Nel libro si parla anche di stupro etnico, in particolare vengono descritti due casi: la ragazza
ridotta a un vegetale e la cugina della moglie dello zio. Quali fonti hai usato e com'è stato
ricostruire delle storie così atroci?

Lo stupro etnico, una pratica utilizzata frequentemente e con particolare sadismo, è un argomento difficile. Lo è prima di tutto per le vittime che, raramente, ne parlano. Infatti il numero di donne stuprate è sconosciuto, visto che molte non hanno mai avuto il coraggio di denunciarlo. Io mi sono affidata alle poche testimonianze che ho trovato e che sarebbero dovute servire per i processi ai criminali di guerra. Dico "sarebbero" perché quasi nessuno dei criminali di guerra è stato condannato per questo tipo di crimine. la costruzione delle due donne stuprate è una costruzione simbolica: la ragazza quasi vegetale, che sembra essersi fermata nella sua crescita dal momento dello stupro, è un modo per rappresentare il punto di non ritorno che si crea in chi subisce questo tipo di violenza e non riesce ad uscirne. L'altra figura invece è di chi riconosce il trauma e cerca di scappare da esso, senza possibilità di uscita. Dopo aver letto tutte le testimonianze, non è stato difficile ricostruire le vicende, proprio perché un comune sentire da donna, me le faceva percepire come fossero violenze mie.

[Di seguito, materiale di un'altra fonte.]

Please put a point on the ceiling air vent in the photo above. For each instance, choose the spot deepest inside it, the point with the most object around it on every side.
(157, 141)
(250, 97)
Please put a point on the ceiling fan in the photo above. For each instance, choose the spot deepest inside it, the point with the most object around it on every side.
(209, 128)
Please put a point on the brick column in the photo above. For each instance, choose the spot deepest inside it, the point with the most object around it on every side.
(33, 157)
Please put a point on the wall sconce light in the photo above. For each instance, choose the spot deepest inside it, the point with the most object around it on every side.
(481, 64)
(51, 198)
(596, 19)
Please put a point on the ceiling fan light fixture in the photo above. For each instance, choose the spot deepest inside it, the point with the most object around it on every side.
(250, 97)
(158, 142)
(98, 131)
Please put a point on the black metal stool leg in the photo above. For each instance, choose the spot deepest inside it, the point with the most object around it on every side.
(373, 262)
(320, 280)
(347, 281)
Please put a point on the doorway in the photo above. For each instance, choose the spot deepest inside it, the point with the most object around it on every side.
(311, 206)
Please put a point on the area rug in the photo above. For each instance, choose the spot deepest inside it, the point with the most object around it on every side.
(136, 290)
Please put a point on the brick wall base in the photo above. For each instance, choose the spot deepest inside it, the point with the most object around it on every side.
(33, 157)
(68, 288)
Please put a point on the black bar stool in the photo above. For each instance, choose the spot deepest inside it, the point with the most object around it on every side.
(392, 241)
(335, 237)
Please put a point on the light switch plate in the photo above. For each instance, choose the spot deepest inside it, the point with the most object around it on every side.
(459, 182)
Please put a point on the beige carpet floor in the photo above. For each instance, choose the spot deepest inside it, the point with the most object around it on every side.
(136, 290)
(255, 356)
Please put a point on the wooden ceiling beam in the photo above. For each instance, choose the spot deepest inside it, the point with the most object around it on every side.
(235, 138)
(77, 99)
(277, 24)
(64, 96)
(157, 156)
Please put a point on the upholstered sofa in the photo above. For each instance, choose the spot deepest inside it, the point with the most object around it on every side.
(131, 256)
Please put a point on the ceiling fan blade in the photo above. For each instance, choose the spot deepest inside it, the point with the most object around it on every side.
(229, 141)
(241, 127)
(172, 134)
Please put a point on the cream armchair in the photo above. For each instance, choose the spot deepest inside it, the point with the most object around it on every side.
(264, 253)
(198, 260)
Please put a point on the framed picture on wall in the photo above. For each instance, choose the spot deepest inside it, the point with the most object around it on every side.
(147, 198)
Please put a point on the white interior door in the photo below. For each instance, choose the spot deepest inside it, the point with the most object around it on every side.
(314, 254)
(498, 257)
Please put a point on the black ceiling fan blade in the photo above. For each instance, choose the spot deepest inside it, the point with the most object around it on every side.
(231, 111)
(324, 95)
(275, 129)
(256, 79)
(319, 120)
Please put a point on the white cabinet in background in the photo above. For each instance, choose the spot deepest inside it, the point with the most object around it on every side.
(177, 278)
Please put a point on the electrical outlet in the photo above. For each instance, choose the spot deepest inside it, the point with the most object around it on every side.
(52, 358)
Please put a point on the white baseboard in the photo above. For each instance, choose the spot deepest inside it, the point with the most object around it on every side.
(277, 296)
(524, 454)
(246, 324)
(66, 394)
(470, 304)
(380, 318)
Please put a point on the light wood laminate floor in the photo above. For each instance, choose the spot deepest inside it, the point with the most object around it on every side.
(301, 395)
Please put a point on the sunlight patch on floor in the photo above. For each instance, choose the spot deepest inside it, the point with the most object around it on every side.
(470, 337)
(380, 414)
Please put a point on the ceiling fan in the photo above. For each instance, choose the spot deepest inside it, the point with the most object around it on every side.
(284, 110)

Come si evolve Zlatan nell'incontro con lo zio, rispetto alla situazione bosniaca?
Zlatan nel libro pare avere un grande difetto, che in realtà è un pregio in certe situazioni: l'incapacità di prendere parte. Questa sua incapacità fa sì che si lasci guidare nella storia di Višegrad da suo zio, del quale non ha una buona opinione. Questa incapacità di schierarsi fa sì che Zlatan sia sempre alla ricerca della verità e non faccia sconti a nessuno in base alla nazionalità.

Lo zio e il papà di Zlatan sostengono posizioni molto diverse. Come ti collochi tu rispetto al
nazionalismo e alla voglia di andare avanti?

Sì, lo zio viene descritto come un nazionalista mussulmano, il padre invece è un nostalgico dell'era di Tito. Io credo di aver creato questi due personaggi considerando che ho passato entrambe le fasi, in modo meno esasperato naturalmente, ma ho avuto sia una grande nostalgia dei vecchi tempi, sia un sorgere di rabbia e diffidenza nei confronti degli altri. In un certo senso Zlatan è il frutto di questi due sballottamenti, come lo sono io, ma ho trovato una mia collocazione nel mondo reale, senza affidarmi, né temere i miti del passato, con uno spirito critico nei confronti di entrambe le posizioni.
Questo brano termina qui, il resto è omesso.